Kualitas jaringan pemasaran di perbankan syari'ah sangat ditentukan oleh networking company antarsesama lembaga keuangan syariah (Bank Umum Syari'ah, BPRS dan BMT), baik di dalam negeri mapun di luar negeri. Jika nerworking company lemah, maka jangan harap soliditas lembaga keuangan syari'ah bisa terwujud. Di sinilah pentingnya pembenahan jaringan pemasaran, tujuannya untuk mengantisipasi persoalan-persoalan seperti likuiditas, teknologi, dan keterbatasan derivasi produk-produk syari'ah, dan lain-lain.

Dengan lebih dahulu memperbaiki mutu sistem dan mutu manajemen institusi, maka dengan sendirinya akan mudah diterima (acceptable) keberadaannya dan dinikmati oleh masyarakat secara umum. Bukan hanya oleh umat Islam saja. Oleh karena itu, kerja keras dan dukungan penuh umat Islam lewat menyimpan uangnya di perbankan syariah, sangat dibutuhkan untuk menopang dan memperkuat pengembangan perbankan syari'ah ke depan.

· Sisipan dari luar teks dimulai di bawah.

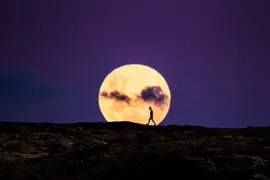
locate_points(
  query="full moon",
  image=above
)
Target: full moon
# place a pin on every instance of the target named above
(128, 91)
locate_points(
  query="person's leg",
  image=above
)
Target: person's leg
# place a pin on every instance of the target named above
(148, 121)
(154, 122)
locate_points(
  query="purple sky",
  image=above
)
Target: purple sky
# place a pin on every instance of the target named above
(214, 55)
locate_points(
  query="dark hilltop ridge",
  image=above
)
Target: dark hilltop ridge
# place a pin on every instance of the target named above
(84, 151)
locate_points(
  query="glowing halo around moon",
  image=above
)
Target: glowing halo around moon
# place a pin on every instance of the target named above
(127, 92)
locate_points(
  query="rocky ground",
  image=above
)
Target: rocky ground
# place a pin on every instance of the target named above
(132, 151)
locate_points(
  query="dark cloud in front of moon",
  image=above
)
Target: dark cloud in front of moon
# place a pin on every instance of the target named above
(116, 96)
(153, 94)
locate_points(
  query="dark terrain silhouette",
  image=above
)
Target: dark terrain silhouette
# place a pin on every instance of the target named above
(124, 150)
(151, 117)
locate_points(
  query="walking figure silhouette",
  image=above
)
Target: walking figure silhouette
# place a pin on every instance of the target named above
(151, 118)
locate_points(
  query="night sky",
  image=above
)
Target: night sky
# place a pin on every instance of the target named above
(214, 54)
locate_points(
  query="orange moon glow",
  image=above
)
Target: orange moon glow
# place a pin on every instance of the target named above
(127, 92)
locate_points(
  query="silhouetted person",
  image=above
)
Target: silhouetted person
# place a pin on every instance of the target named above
(151, 118)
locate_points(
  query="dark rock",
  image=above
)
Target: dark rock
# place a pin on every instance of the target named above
(127, 150)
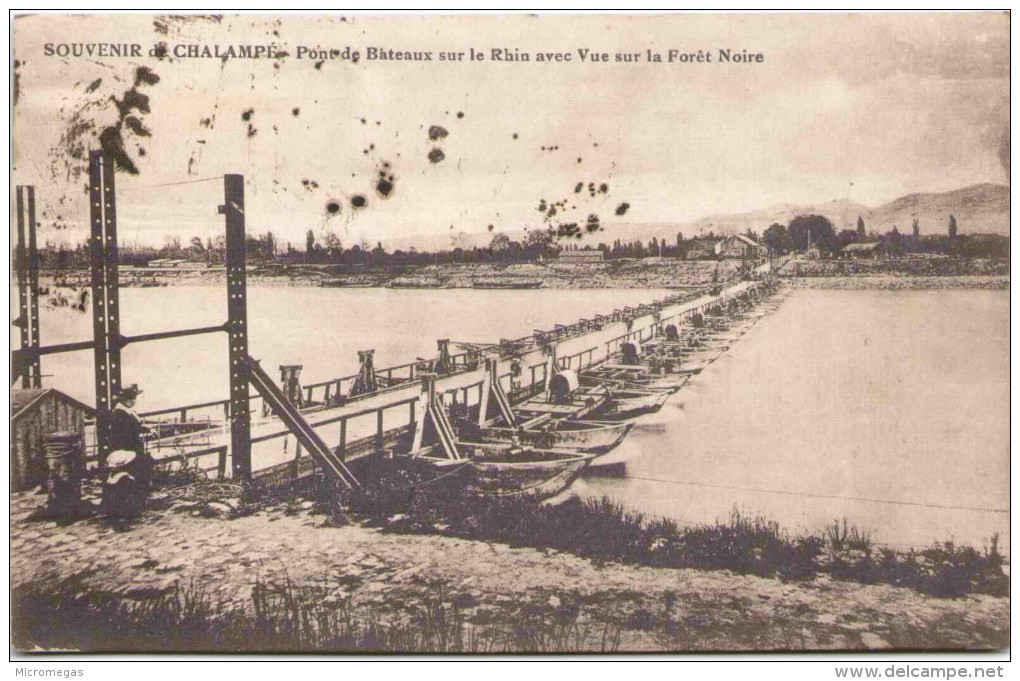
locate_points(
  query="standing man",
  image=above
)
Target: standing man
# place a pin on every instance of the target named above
(131, 467)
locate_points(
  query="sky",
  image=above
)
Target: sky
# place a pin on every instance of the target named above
(863, 107)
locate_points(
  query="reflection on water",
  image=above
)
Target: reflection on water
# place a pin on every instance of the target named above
(834, 404)
(837, 402)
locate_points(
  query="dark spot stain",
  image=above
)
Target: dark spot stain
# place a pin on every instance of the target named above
(136, 126)
(133, 100)
(567, 229)
(112, 144)
(145, 75)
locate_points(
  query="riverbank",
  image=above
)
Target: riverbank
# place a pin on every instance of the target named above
(645, 273)
(513, 596)
(900, 282)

Perbaikan mutu sistem dan manajemen, haruslah berangkat dari sebuah komitmen tinggi bahwa kemajuan perbankan syari'ah di Indonesia merupakan sebuah kemestian yang tidak bisa ditawar-tawar lagi.

Komitmen ini harus menjadi nafas dan ruh setiap pejabat maupun karyawan di perbankan syari'ah, dalam rangka akselerasi terus-menerus melayani kebutuhan masyarakat dalam menyimpan uangnya di Bank Syari'ah. Walhasil, momentum semangat untuk mengembangkan perbankan syari'ah di Indonesia dewasa ini, harus tetap dijaga dan dipelihara ritmenya.